I feel sad or depressed most days when I have absolutely no reason to. I’m a good student, I go to a good school, and I have an amazing family. I’ve never been abused, and I’ve never had to deal with the sudden, traumatic loss of a loved one. I don’t have any discernable “triggers” that would ever suggest I should feel the way I do. But that’s what makes me feel worse. How can I complain about feeling sad when there are people out there with “real” problems?

That’s the type of stigma we need to combat by talking about depression, suicide and mental health. That’s the type of stigma that kept me from seeking help for years and continues to keep countless others from seeking help for their depression.

But there is a light at the end of the tunnel. Some days are brighter than others, and some days that light is harder to see, but it’s still there. It took me a while to focus on my light and finally move forward, but things are better now. I found help for myself, and I’ve established a strong support network of friends and family. There are countless resources out there for you that will help you. Talk to your doctor. Set up an appointment at Health Services or Counseling and Psychological Services. It might seem difficult, but you can find a way out of the darkness, and I can guarantee you that there’s someone out there who will help walk you through it. Hell, I’ll walk you through it if you can’t find someone who will.

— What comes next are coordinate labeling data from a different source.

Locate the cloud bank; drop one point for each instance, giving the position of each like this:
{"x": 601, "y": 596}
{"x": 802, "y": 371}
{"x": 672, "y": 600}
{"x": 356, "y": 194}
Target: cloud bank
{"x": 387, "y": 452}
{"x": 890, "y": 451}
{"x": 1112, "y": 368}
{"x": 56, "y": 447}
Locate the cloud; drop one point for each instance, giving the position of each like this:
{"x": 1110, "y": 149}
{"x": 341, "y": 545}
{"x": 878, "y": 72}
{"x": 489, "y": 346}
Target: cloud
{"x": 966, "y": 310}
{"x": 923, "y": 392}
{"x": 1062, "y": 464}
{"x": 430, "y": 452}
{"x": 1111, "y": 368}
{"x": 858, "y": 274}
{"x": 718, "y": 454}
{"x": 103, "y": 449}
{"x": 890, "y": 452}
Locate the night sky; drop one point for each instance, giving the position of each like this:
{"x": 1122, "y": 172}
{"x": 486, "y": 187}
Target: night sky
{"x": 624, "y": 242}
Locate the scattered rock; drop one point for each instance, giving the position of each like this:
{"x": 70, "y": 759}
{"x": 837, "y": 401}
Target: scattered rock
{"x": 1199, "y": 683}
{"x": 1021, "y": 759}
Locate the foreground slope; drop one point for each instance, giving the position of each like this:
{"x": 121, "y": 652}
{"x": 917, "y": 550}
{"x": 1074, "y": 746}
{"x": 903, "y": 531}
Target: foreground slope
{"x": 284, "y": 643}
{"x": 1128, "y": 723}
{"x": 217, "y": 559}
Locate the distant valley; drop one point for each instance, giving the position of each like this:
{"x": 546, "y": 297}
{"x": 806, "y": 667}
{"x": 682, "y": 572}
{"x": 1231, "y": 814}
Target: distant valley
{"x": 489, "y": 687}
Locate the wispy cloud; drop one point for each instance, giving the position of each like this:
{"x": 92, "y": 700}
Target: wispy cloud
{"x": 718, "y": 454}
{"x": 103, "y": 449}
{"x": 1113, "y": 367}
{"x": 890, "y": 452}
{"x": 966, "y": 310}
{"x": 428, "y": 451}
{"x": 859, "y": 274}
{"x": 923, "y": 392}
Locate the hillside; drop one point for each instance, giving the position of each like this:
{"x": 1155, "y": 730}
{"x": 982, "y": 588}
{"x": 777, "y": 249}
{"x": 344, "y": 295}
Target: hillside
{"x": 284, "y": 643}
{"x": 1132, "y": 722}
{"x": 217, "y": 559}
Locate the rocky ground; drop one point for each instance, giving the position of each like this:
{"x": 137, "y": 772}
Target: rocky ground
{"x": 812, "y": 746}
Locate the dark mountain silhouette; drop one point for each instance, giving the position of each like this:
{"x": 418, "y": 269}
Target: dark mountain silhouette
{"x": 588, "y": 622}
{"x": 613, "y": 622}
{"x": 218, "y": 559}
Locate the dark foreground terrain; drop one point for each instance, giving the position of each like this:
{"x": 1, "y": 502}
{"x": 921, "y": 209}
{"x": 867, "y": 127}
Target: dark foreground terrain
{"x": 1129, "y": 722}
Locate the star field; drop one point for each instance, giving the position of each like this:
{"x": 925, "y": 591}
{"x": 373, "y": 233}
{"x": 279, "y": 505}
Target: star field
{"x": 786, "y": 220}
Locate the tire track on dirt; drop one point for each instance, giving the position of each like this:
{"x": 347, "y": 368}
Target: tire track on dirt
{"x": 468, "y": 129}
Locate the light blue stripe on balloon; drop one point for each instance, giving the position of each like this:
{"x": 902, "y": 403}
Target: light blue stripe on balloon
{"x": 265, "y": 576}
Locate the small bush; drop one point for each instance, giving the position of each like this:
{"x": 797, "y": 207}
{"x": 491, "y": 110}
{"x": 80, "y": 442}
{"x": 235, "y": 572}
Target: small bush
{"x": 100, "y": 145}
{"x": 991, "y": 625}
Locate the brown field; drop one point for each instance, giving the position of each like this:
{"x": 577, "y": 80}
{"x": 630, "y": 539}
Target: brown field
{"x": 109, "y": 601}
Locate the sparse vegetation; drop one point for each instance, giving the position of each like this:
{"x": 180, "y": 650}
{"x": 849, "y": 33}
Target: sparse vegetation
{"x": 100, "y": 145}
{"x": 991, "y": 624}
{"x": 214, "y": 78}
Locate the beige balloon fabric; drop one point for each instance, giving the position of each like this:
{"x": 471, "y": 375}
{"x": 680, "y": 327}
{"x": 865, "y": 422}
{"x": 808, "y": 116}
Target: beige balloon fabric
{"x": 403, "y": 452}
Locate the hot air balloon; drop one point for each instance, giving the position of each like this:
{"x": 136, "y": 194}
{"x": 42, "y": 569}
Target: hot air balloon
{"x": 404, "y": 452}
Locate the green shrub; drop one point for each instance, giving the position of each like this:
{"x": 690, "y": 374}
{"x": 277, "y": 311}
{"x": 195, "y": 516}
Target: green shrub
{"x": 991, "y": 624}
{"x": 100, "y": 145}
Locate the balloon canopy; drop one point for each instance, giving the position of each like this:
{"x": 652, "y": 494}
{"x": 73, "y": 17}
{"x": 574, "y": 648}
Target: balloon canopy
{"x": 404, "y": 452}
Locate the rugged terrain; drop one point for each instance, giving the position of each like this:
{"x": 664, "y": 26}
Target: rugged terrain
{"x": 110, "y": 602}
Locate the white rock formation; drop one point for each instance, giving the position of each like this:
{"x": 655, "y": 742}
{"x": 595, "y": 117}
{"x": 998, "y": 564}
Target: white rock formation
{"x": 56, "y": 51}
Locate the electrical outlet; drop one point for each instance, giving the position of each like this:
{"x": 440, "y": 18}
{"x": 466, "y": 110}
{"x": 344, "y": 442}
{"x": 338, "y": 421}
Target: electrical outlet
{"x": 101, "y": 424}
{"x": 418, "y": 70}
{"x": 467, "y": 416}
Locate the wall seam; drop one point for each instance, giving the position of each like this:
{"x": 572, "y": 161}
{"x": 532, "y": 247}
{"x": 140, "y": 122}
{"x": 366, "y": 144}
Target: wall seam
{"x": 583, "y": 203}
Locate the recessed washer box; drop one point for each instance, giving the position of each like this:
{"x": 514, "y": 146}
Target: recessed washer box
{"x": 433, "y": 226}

With one-third of college students experiencing serious depression at some point, you probably have a friend fighting depression whether you know it or not. And you probably never will know unless you offer to talk about it. You don’t have to pry into your friends’ lives and interrogate them about their problems. Just say, “Hey, I know you’re going through a tough time right now, and I’m here to help if you need it.” Maybe refer them to Counseling Services here on campus. You can’t talk about mental health and begin to help if you don’t start the conversation.

Jacob Sevening can be reached at seve8586@stthomas.edu.

3 Replies to “Out of the darkness: dealing with depression”

  1. Jacob

    Thanks for a powerful article that reflects the reality of depression. We encourage students to stop by an see us at Counseling and Psychological services on the third floor of Murray Herrick above the Bookstore.
    Go to our website http://www.stthomas.edu/counseling for free depression screening. We’ll also have a table in ASC on National Depression Screening Day, October 8th. Finally, we have free SAD lights to loan out for students with seasonal affective disorder. You can make it better!

  2. I so appreciate your honesty. I think for males especially the stigma of depression keeps people too silenced. I also hope students realize that there are many faculty who can also be sources of support for our students struggling with mental health issues. Many of us either struggle ourselves or have family members or loved ones beside whom we walk every day. Thank you for this piece!

  3. Jacob, thank you for your heartfelt message and for giving friends and family some words to use – it is enormously helpful.